When we contracted with purveyors of computer websites, Google and others, we never imagined that our searches and all sorts of electronic communications, more often than not the minutiae of our lives, would be of any interest to the government. This being said, it is in this minutiae where the NSA hopes to find key words, nuggets so-to-speak, which when connected with other data will lead not to our doorstep but to the doorstep of those who plan to do harm.

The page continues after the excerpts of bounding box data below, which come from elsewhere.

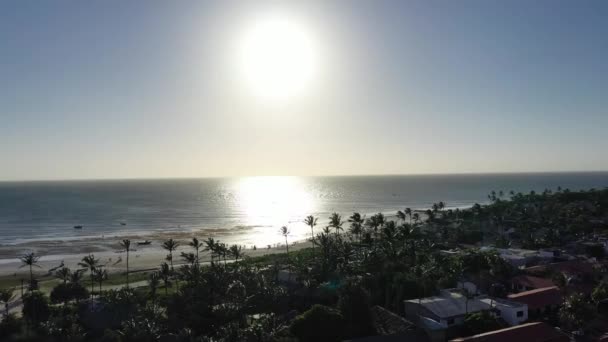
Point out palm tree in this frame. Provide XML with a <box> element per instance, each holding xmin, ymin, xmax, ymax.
<box><xmin>162</xmin><ymin>239</ymin><xmax>179</xmax><ymax>271</ymax></box>
<box><xmin>119</xmin><ymin>239</ymin><xmax>131</xmax><ymax>292</ymax></box>
<box><xmin>0</xmin><ymin>288</ymin><xmax>15</xmax><ymax>317</ymax></box>
<box><xmin>93</xmin><ymin>265</ymin><xmax>108</xmax><ymax>297</ymax></box>
<box><xmin>19</xmin><ymin>252</ymin><xmax>40</xmax><ymax>286</ymax></box>
<box><xmin>55</xmin><ymin>267</ymin><xmax>72</xmax><ymax>284</ymax></box>
<box><xmin>188</xmin><ymin>237</ymin><xmax>203</xmax><ymax>265</ymax></box>
<box><xmin>397</xmin><ymin>210</ymin><xmax>407</xmax><ymax>222</ymax></box>
<box><xmin>217</xmin><ymin>243</ymin><xmax>229</xmax><ymax>265</ymax></box>
<box><xmin>405</xmin><ymin>208</ymin><xmax>412</xmax><ymax>224</ymax></box>
<box><xmin>348</xmin><ymin>213</ymin><xmax>365</xmax><ymax>243</ymax></box>
<box><xmin>304</xmin><ymin>215</ymin><xmax>317</xmax><ymax>257</ymax></box>
<box><xmin>78</xmin><ymin>254</ymin><xmax>99</xmax><ymax>296</ymax></box>
<box><xmin>230</xmin><ymin>245</ymin><xmax>243</xmax><ymax>264</ymax></box>
<box><xmin>328</xmin><ymin>213</ymin><xmax>344</xmax><ymax>235</ymax></box>
<box><xmin>158</xmin><ymin>262</ymin><xmax>172</xmax><ymax>296</ymax></box>
<box><xmin>205</xmin><ymin>238</ymin><xmax>217</xmax><ymax>264</ymax></box>
<box><xmin>280</xmin><ymin>226</ymin><xmax>290</xmax><ymax>257</ymax></box>
<box><xmin>148</xmin><ymin>272</ymin><xmax>158</xmax><ymax>308</ymax></box>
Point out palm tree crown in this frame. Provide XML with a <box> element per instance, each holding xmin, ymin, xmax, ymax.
<box><xmin>162</xmin><ymin>239</ymin><xmax>179</xmax><ymax>270</ymax></box>
<box><xmin>329</xmin><ymin>213</ymin><xmax>344</xmax><ymax>235</ymax></box>
<box><xmin>19</xmin><ymin>252</ymin><xmax>40</xmax><ymax>286</ymax></box>
<box><xmin>119</xmin><ymin>239</ymin><xmax>131</xmax><ymax>291</ymax></box>
<box><xmin>280</xmin><ymin>226</ymin><xmax>291</xmax><ymax>254</ymax></box>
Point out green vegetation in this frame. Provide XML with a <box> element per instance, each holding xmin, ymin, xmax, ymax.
<box><xmin>0</xmin><ymin>189</ymin><xmax>608</xmax><ymax>341</ymax></box>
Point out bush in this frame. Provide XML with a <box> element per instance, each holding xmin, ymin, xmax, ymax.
<box><xmin>338</xmin><ymin>283</ymin><xmax>375</xmax><ymax>337</ymax></box>
<box><xmin>463</xmin><ymin>311</ymin><xmax>502</xmax><ymax>335</ymax></box>
<box><xmin>23</xmin><ymin>291</ymin><xmax>51</xmax><ymax>325</ymax></box>
<box><xmin>289</xmin><ymin>305</ymin><xmax>345</xmax><ymax>342</ymax></box>
<box><xmin>0</xmin><ymin>314</ymin><xmax>21</xmax><ymax>341</ymax></box>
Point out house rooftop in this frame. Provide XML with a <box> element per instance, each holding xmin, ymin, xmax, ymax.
<box><xmin>511</xmin><ymin>274</ymin><xmax>555</xmax><ymax>289</ymax></box>
<box><xmin>450</xmin><ymin>322</ymin><xmax>570</xmax><ymax>342</ymax></box>
<box><xmin>406</xmin><ymin>289</ymin><xmax>490</xmax><ymax>318</ymax></box>
<box><xmin>508</xmin><ymin>286</ymin><xmax>562</xmax><ymax>310</ymax></box>
<box><xmin>524</xmin><ymin>260</ymin><xmax>593</xmax><ymax>274</ymax></box>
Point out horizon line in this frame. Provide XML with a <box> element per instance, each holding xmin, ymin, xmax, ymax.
<box><xmin>0</xmin><ymin>170</ymin><xmax>608</xmax><ymax>183</ymax></box>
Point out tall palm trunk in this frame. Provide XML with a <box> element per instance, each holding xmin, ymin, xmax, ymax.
<box><xmin>310</xmin><ymin>226</ymin><xmax>315</xmax><ymax>258</ymax></box>
<box><xmin>125</xmin><ymin>248</ymin><xmax>129</xmax><ymax>292</ymax></box>
<box><xmin>285</xmin><ymin>236</ymin><xmax>289</xmax><ymax>256</ymax></box>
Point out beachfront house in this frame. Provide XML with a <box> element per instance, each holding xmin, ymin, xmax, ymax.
<box><xmin>450</xmin><ymin>322</ymin><xmax>570</xmax><ymax>342</ymax></box>
<box><xmin>405</xmin><ymin>289</ymin><xmax>528</xmax><ymax>330</ymax></box>
<box><xmin>508</xmin><ymin>286</ymin><xmax>562</xmax><ymax>318</ymax></box>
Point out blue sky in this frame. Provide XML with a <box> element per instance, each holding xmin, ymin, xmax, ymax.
<box><xmin>0</xmin><ymin>0</ymin><xmax>608</xmax><ymax>180</ymax></box>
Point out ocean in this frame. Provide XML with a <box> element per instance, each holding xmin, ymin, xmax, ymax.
<box><xmin>0</xmin><ymin>172</ymin><xmax>608</xmax><ymax>245</ymax></box>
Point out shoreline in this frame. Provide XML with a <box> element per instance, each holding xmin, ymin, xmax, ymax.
<box><xmin>0</xmin><ymin>233</ymin><xmax>312</xmax><ymax>278</ymax></box>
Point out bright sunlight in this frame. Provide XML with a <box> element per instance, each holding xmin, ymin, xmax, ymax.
<box><xmin>238</xmin><ymin>14</ymin><xmax>318</xmax><ymax>101</ymax></box>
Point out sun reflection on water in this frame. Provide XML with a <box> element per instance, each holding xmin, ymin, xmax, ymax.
<box><xmin>236</xmin><ymin>176</ymin><xmax>315</xmax><ymax>245</ymax></box>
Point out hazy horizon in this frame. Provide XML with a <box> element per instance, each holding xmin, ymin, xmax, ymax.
<box><xmin>0</xmin><ymin>0</ymin><xmax>608</xmax><ymax>181</ymax></box>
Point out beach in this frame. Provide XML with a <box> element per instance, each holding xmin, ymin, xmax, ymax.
<box><xmin>0</xmin><ymin>232</ymin><xmax>312</xmax><ymax>277</ymax></box>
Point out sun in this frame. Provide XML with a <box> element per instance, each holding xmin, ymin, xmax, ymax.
<box><xmin>238</xmin><ymin>14</ymin><xmax>318</xmax><ymax>100</ymax></box>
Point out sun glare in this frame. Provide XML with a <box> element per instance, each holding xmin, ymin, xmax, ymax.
<box><xmin>239</xmin><ymin>14</ymin><xmax>318</xmax><ymax>100</ymax></box>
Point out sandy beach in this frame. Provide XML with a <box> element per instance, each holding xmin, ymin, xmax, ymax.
<box><xmin>0</xmin><ymin>228</ymin><xmax>311</xmax><ymax>276</ymax></box>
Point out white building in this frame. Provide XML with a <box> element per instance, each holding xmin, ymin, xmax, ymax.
<box><xmin>405</xmin><ymin>289</ymin><xmax>528</xmax><ymax>330</ymax></box>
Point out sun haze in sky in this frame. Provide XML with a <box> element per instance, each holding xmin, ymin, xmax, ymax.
<box><xmin>0</xmin><ymin>0</ymin><xmax>608</xmax><ymax>180</ymax></box>
<box><xmin>237</xmin><ymin>13</ymin><xmax>319</xmax><ymax>101</ymax></box>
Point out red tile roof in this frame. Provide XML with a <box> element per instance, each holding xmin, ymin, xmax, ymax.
<box><xmin>511</xmin><ymin>275</ymin><xmax>555</xmax><ymax>289</ymax></box>
<box><xmin>450</xmin><ymin>322</ymin><xmax>570</xmax><ymax>342</ymax></box>
<box><xmin>524</xmin><ymin>260</ymin><xmax>593</xmax><ymax>275</ymax></box>
<box><xmin>508</xmin><ymin>286</ymin><xmax>562</xmax><ymax>310</ymax></box>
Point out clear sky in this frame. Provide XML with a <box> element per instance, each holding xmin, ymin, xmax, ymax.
<box><xmin>0</xmin><ymin>0</ymin><xmax>608</xmax><ymax>180</ymax></box>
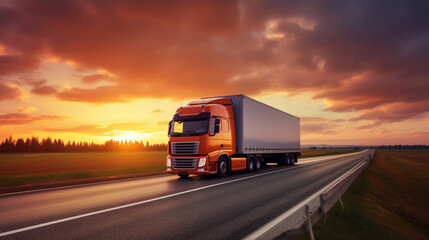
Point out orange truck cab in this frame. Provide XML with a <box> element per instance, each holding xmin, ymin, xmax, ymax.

A Congressional committee has recommended limitations on this surveillance and we have been assured that the government is not opening our mail or listening to our calls. We are still protected by the Fourth Amendment and a long list of legal decisions that protect us from unreasonable searches without probable cause. Still, some argue that in time, we will move in the direction of a quasi-totalitarian society as the collection of our data accelerates. Such allegations have been aired before. However, while many people were shocked to learn what the NSA has been doing, it has not coalesced into a tidal wave of protest, with most of us believing it just may be necessary in this new environment where we have come to learn security remains conditional.
It’s Candid Camera on an epic scale, and we can only hope that we can smile about our long cherished desire for privacy being preserved.